Materials and Methods
Study Design and Recruitment
A total of 96 serum samples, including 60 LN patients with different stages of CKD and 36 healthy controls, were included in this study. Blood samples from 4 early stage LN patients(CKD 1–3 stage), 4 late stage LNpatients(CKD 4–5 stage) and 4 healthy controls were used to analyze the expression profile of circulating miRNA. Another 52 LN patients (including 40 patients with early stage LN and 12 patients with late stage LN) and 32 age- and sex-matched healthy control were recruited for the validation group. All LN patients were confirmed by biopsy and fulfilledthe 1982 American College of Rheumatology (ACR) revised criteria for SLE. The study was approved by the Ethics Committee of Renji Hospital.
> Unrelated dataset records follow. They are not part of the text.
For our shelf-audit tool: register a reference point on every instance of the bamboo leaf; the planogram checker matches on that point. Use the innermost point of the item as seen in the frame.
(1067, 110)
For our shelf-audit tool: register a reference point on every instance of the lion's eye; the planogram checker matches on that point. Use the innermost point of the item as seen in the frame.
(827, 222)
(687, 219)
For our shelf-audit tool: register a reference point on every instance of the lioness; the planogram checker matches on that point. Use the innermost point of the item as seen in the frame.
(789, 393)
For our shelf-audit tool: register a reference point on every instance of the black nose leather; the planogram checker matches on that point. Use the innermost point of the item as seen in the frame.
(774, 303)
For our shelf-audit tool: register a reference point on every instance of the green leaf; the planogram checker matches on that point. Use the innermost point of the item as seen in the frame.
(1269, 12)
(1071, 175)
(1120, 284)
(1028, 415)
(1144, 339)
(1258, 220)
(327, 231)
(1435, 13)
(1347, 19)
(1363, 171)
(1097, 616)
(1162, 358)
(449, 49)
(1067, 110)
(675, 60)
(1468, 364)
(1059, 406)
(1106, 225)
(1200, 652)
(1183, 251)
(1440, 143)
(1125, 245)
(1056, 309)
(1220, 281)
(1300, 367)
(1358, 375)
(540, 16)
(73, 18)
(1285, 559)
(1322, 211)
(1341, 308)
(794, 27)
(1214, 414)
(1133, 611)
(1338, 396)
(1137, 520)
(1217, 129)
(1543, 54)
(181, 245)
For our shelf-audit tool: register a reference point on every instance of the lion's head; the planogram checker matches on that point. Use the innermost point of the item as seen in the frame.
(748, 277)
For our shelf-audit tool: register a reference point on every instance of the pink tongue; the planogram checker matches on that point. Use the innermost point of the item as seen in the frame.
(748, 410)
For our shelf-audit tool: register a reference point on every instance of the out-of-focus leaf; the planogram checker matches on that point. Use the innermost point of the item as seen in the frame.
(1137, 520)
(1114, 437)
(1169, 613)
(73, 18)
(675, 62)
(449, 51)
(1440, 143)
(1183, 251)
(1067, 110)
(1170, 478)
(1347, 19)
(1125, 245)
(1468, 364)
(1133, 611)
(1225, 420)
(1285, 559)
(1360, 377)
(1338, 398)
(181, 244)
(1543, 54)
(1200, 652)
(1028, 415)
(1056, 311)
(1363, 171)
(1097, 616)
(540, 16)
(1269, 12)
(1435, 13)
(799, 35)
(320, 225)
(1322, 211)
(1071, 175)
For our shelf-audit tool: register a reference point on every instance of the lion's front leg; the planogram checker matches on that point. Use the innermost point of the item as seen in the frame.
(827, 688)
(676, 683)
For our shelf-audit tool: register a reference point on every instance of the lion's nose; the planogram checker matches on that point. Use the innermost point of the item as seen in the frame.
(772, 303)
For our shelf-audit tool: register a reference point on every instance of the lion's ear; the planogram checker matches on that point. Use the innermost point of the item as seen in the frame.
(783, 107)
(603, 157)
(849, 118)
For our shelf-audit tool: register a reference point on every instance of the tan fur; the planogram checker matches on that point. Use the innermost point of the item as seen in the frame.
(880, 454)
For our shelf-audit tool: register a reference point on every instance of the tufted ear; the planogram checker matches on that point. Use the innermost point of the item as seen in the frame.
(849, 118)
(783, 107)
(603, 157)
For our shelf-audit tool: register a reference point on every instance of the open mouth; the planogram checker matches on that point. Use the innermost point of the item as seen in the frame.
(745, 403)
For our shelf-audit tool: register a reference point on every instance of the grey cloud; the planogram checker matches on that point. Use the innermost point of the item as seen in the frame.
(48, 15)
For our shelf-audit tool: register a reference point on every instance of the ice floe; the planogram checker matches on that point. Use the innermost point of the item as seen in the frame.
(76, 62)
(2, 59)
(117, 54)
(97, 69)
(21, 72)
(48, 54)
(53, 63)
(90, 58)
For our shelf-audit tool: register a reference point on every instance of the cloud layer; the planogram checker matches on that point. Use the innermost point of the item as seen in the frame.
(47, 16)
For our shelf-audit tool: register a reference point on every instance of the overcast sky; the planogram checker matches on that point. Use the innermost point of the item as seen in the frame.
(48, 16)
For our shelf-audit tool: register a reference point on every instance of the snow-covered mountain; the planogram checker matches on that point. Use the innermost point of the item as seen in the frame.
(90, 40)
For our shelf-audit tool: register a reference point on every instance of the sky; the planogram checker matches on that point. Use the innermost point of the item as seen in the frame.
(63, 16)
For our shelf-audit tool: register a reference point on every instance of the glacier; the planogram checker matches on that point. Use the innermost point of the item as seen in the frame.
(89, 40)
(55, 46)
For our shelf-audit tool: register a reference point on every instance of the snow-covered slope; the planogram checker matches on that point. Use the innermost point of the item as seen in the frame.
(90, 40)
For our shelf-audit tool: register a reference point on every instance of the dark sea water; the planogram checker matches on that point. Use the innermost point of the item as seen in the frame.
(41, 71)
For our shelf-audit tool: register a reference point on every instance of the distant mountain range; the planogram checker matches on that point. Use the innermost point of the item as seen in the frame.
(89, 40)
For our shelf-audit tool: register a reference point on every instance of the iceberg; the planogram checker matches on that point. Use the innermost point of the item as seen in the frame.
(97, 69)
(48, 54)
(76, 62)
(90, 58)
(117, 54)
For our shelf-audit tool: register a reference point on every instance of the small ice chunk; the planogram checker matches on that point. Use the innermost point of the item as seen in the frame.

All participating subjects gave written consent according to the Declaration of Helsinki. All serum samples were collected from May to October 2013. 40 patients with early stage LN were diagnosed between February 2012 and October 2013 by biopsy. Modification of Diet in Renal Disease (MDRD) formula was used to estimate glomerular filtration rate (eGFR). Demographic and clinical data of the patients were recorded. Blood samples were collected at least 24 h after the last dose of immunosuppressant in order to minimize drug the influences of the medication.
Definition of SLE Activity and Renal Histopathology
The disease activity was assessed according to the Systemic Lupus Erythematosus Disease Activity Index (SLEDAI)21. For renal involvement, renal SLE Disease Activity Index (SLEDAI) was used to evaluate kidney disease activity. The score included 4 kidney related clinical parameters: hematuria, pyuria, proteinuria and urinary casts. Scores for the renal SLEDAI can range from 0 to 16. Renal histopathology was classified according to 2003 revised criteria for glomerulonephritis of SLE which was published by International Society of Nephrology/Renal Pathology Society22. Activity index (AI) and chronicity index (CI) were scored using a previously reported system involving semi-quantitative scoring of specific biopsy features. Components of AI including: (1) endocapillary hypercellularity, (2) glomerular leukocyte infiltration, (3) cellular crescents, (4) karyorrhexis, (5) fibrinoid necrosis, (6) formation of wire loop, (7) interstitial inflammatory cell infiltration; Components of CI including: (1) glomerular sclerosis, (2) fibrous crescents, (3) interstitial fibrosis and (4) tubular atrophy.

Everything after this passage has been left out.